Note that as of the writing of this paper, classes loaded via the JVM classpath are not assigned to a ProtectionDomain. These classes logically are assigned to the system domain, which has unrestricted access to all Java and application-defined resources. That is, when the AccessController does its checking, it assumes system domain classes have all permissions.
The access control in this example works as follows:
- Class java.security.AccessController is in the system domain. By default, the system domain has implicit permission to read the properties; checking is allowed to proceed to the next stack frame.
- The class java.lang.SecurityManager is in the system domain. By default, the system domain has implicit permission to read the properties; checking is allowed to proceed to the next stack frame.
- Class java.lang.System is in the system domain. By default, the system domain has implicit permission to read the properties; checking is allowed to proceed to the next stack frame.
- MyProgram has a ProtectionDomain with a codebase of http://www.NominallyWidgets.com. The permissions for this ProtectionDomain are checked. If the permission is not granted, a security exception would be thrown, and the getProperty() method call would fail. If the permission is granted, checking is allowed to proceed to the next stack frame. In this example, the permission is granted, so checking is allowed to proceed to the next stack frame.
- MyProgram has a ProtectionDomain with a codebase of http://www.NominallyWidgets.com. The permissions for this ProtectionDomain are checked. The permission is granted; checking is allowed to proceed to the next stack frame.
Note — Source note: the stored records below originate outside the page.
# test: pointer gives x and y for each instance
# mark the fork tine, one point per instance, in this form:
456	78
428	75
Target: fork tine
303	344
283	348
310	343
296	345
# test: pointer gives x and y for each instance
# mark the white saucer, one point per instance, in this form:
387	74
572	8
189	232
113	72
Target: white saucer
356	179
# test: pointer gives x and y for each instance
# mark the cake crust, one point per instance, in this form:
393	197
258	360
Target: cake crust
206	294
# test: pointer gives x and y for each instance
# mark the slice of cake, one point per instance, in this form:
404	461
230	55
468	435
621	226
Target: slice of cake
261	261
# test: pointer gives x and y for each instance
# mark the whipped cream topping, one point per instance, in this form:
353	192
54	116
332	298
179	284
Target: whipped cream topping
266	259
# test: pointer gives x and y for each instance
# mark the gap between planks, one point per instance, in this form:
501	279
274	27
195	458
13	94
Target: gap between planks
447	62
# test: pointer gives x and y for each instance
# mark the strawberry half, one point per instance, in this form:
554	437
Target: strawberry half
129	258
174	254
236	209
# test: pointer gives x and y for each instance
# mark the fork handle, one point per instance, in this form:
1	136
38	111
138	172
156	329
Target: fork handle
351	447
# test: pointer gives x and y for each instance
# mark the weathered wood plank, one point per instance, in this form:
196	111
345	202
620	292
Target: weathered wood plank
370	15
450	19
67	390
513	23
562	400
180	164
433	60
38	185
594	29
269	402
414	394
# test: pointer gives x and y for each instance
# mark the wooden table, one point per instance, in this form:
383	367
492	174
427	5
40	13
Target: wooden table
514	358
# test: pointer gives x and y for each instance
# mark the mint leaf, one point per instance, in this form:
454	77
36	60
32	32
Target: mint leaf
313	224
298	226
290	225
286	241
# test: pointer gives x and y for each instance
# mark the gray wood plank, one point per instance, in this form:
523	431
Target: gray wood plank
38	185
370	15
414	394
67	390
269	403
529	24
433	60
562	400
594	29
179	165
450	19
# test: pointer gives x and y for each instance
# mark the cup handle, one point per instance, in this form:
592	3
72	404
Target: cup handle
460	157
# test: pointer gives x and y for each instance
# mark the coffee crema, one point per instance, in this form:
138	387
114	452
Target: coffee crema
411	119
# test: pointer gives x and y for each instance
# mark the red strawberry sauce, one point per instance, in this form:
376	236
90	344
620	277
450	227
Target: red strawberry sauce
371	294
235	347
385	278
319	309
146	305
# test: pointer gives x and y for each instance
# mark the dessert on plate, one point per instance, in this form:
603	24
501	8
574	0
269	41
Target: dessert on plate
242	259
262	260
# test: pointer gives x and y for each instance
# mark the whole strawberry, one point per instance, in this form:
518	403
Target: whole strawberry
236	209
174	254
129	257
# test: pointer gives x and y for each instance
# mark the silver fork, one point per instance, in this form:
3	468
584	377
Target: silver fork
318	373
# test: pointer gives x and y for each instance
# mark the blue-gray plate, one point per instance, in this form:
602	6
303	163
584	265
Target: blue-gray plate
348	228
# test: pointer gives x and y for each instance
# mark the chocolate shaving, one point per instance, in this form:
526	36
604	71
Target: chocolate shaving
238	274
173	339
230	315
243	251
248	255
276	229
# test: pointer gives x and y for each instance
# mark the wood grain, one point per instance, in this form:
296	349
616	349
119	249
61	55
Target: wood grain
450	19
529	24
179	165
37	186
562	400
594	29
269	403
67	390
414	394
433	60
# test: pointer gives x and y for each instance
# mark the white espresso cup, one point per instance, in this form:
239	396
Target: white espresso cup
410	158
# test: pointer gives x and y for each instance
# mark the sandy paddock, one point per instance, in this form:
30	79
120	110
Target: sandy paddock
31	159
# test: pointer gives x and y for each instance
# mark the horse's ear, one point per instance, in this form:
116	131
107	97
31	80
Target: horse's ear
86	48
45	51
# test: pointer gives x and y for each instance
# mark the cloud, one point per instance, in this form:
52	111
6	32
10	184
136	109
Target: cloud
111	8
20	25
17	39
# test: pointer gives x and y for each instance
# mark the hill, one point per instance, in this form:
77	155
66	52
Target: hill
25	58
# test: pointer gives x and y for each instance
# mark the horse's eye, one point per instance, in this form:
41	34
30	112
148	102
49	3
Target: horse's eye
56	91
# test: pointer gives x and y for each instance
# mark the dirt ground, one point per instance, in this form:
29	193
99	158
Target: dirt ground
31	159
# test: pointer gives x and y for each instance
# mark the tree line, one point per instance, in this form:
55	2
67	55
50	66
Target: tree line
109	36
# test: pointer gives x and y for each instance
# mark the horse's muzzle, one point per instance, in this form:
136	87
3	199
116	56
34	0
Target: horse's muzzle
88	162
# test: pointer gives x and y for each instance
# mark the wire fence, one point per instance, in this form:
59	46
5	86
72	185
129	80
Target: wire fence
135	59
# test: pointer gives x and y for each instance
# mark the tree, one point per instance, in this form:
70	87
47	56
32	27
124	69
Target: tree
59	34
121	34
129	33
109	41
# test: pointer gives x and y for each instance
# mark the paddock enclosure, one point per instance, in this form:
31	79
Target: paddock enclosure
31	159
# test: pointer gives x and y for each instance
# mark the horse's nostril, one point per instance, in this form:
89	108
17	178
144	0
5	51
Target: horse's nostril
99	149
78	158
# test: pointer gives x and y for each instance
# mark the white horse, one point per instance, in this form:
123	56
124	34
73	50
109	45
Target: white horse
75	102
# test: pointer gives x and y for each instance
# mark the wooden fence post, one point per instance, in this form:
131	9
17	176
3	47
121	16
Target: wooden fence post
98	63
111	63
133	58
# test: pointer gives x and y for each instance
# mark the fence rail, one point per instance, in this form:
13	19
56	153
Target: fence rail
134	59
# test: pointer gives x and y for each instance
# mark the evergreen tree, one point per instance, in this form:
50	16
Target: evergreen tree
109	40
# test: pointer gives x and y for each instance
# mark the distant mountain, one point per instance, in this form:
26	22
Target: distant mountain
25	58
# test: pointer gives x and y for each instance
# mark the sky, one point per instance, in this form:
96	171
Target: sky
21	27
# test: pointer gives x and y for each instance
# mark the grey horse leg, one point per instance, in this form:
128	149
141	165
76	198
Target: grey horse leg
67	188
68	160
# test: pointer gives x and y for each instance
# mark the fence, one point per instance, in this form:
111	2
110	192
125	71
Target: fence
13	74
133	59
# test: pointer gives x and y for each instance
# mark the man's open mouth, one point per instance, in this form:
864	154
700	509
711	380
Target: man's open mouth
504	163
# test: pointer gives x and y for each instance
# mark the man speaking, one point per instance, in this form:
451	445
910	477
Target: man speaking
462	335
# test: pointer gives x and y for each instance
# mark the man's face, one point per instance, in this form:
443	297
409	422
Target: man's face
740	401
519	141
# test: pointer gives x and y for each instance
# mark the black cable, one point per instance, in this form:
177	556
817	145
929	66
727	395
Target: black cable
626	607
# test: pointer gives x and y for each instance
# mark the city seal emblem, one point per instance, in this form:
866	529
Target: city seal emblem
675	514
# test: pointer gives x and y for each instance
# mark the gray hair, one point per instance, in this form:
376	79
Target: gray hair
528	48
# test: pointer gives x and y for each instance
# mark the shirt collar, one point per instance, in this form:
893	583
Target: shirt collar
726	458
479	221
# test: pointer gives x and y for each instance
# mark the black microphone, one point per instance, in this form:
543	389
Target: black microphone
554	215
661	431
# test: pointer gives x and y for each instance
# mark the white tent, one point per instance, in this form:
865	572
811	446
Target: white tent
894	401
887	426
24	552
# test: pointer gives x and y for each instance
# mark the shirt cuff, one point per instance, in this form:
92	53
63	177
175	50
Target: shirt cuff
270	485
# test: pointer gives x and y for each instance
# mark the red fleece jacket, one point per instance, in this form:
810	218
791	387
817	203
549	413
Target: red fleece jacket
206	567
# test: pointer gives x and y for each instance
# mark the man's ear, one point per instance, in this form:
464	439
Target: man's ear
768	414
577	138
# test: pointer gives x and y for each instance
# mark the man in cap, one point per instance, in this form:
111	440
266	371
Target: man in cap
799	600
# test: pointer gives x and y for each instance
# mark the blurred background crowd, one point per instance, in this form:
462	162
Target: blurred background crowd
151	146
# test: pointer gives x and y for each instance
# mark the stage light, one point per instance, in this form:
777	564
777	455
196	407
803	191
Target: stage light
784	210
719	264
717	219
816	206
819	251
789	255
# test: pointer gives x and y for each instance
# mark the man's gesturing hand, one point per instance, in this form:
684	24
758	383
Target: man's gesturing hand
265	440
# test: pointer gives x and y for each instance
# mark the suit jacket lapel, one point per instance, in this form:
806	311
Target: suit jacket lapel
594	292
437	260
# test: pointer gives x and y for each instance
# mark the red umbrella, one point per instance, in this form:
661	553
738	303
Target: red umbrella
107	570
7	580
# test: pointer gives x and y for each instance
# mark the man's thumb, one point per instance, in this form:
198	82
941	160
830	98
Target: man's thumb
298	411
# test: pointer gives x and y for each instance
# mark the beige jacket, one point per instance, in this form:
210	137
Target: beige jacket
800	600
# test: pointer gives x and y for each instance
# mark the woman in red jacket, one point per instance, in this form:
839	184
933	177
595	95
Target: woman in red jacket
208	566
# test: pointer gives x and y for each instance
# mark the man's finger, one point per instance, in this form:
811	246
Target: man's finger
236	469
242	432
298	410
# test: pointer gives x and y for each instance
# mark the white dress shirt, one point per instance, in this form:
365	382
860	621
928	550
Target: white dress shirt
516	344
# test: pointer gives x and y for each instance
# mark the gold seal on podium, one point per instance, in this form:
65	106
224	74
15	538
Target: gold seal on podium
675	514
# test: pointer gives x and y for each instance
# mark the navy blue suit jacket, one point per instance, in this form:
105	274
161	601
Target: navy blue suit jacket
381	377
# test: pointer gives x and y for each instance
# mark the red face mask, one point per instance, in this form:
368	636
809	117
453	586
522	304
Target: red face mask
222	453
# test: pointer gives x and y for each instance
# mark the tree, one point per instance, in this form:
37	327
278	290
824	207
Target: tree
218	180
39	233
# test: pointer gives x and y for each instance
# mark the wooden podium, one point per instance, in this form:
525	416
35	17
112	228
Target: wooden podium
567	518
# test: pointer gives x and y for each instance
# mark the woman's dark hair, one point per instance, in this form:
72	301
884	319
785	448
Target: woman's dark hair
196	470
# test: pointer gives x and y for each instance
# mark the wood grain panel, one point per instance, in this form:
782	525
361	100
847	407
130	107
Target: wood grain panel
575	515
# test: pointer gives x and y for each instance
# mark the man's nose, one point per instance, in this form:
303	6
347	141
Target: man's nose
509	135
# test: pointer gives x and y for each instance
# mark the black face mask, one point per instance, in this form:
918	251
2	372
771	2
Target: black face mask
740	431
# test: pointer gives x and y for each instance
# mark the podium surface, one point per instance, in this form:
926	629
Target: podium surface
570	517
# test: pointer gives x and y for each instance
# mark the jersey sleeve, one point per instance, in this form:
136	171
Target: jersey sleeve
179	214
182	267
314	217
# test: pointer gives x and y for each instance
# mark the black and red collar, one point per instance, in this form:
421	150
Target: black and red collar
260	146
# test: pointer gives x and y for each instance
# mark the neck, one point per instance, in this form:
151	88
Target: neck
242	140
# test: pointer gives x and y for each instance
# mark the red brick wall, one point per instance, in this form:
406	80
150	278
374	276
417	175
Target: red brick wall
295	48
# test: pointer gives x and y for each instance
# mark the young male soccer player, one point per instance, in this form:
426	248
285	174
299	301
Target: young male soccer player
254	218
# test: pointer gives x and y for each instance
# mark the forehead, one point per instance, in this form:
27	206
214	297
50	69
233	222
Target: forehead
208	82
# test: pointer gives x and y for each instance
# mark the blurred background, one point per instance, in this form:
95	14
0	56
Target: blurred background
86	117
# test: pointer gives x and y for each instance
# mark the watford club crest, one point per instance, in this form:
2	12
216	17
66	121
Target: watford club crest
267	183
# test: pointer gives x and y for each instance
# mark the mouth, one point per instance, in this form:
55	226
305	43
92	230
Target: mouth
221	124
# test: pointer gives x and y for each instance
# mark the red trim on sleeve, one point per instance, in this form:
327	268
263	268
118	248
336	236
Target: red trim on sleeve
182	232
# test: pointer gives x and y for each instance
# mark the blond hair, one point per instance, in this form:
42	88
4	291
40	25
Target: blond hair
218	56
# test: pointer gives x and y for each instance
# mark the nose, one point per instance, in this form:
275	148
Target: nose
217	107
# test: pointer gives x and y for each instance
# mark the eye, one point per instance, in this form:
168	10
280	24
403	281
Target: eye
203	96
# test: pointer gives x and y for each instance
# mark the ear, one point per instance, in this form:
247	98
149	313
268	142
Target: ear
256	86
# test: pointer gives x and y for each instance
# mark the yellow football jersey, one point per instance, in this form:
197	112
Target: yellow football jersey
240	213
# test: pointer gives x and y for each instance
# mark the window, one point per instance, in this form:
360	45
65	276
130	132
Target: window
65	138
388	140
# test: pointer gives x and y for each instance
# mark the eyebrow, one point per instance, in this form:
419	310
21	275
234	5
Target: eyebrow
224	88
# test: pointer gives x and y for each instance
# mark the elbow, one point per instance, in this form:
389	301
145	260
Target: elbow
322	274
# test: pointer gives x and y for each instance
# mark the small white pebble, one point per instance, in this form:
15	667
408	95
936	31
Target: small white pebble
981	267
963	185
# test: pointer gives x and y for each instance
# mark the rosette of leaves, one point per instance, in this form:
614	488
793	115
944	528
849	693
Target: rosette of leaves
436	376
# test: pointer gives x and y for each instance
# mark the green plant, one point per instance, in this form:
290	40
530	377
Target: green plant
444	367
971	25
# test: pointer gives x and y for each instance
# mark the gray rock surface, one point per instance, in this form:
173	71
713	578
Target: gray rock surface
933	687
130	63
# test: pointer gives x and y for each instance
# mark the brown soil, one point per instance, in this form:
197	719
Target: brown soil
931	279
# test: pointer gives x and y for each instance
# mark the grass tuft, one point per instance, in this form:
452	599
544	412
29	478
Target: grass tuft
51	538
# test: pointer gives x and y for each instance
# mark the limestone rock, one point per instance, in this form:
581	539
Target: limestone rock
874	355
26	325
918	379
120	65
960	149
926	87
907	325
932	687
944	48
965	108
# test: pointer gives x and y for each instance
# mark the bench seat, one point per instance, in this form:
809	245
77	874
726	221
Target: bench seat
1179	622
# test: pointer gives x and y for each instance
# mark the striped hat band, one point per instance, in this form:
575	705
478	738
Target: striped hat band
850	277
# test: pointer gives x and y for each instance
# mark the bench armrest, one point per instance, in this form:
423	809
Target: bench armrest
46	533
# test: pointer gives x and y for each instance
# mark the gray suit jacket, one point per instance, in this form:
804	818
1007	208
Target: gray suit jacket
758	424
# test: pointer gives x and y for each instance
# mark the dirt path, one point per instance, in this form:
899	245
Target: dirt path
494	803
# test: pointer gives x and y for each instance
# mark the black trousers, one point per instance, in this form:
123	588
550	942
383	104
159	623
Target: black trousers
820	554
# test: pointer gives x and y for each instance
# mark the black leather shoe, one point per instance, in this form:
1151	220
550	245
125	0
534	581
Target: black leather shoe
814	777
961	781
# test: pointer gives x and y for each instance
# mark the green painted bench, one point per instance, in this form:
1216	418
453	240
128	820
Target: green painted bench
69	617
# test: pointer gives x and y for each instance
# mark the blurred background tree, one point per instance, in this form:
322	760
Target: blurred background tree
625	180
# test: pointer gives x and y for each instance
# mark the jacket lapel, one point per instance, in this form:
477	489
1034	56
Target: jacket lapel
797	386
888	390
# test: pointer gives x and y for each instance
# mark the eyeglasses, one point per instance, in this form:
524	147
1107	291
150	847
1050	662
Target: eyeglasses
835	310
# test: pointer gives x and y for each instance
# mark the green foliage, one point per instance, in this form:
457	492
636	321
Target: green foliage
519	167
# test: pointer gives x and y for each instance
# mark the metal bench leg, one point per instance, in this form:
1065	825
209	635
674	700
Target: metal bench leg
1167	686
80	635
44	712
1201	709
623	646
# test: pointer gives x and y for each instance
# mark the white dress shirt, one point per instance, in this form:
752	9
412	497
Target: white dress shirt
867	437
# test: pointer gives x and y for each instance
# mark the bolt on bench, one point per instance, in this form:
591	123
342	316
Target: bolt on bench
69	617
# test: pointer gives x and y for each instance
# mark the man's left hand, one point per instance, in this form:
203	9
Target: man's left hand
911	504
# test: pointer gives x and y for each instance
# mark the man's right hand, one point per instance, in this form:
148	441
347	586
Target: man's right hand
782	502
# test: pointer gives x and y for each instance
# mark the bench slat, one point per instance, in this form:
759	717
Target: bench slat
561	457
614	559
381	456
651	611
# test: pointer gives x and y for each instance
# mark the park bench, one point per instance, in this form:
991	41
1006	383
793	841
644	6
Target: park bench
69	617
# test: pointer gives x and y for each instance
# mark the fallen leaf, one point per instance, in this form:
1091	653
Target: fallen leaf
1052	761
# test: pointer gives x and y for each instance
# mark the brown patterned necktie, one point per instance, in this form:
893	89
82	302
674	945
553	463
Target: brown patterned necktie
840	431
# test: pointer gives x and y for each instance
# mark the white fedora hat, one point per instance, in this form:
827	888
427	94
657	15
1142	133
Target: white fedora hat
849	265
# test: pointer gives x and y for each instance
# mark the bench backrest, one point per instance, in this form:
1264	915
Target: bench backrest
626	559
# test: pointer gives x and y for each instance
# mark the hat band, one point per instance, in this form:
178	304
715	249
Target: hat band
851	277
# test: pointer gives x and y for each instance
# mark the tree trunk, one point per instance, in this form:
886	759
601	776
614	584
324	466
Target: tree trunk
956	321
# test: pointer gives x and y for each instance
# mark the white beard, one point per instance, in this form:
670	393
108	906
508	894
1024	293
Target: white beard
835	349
- The class java.lang.Thread is in the system domain. Since system domain has the implicit permission to read the properties, checking is allowed to proceed to the next stack frame.
If this thread had been created by another thread with ProtectionDomains in any of its stack frames, the inherited ProtectionDomains from the parent thread would also be checked.
Obviously, there is room for optimization because many of the ProtectionDomains on the thread’s stack are not unique. In practice the Permissions in each unique ProtectionDomain are checked only once per call to checkPermission().
Example 2: beginPrivileged() was called. In this example, a thread was created, and a program calls a bean (MyBean) containing a protected resource. MyBean calls AccessController.beginPrivileged() and then calls a method in MyBeanProtected that will check to see whether the thread has the appropriate permissions.
The thread’s stack is presented in Figure 2.
The access control works as follows:
- java.lang.SecurityManager is part of the system domain, so it has implicit permission to access the resource. Proceed to the next stack frame.
- MyBeanProtected is part of the ProtectionDomain that has access to the resource. Proceed to the next stack frame.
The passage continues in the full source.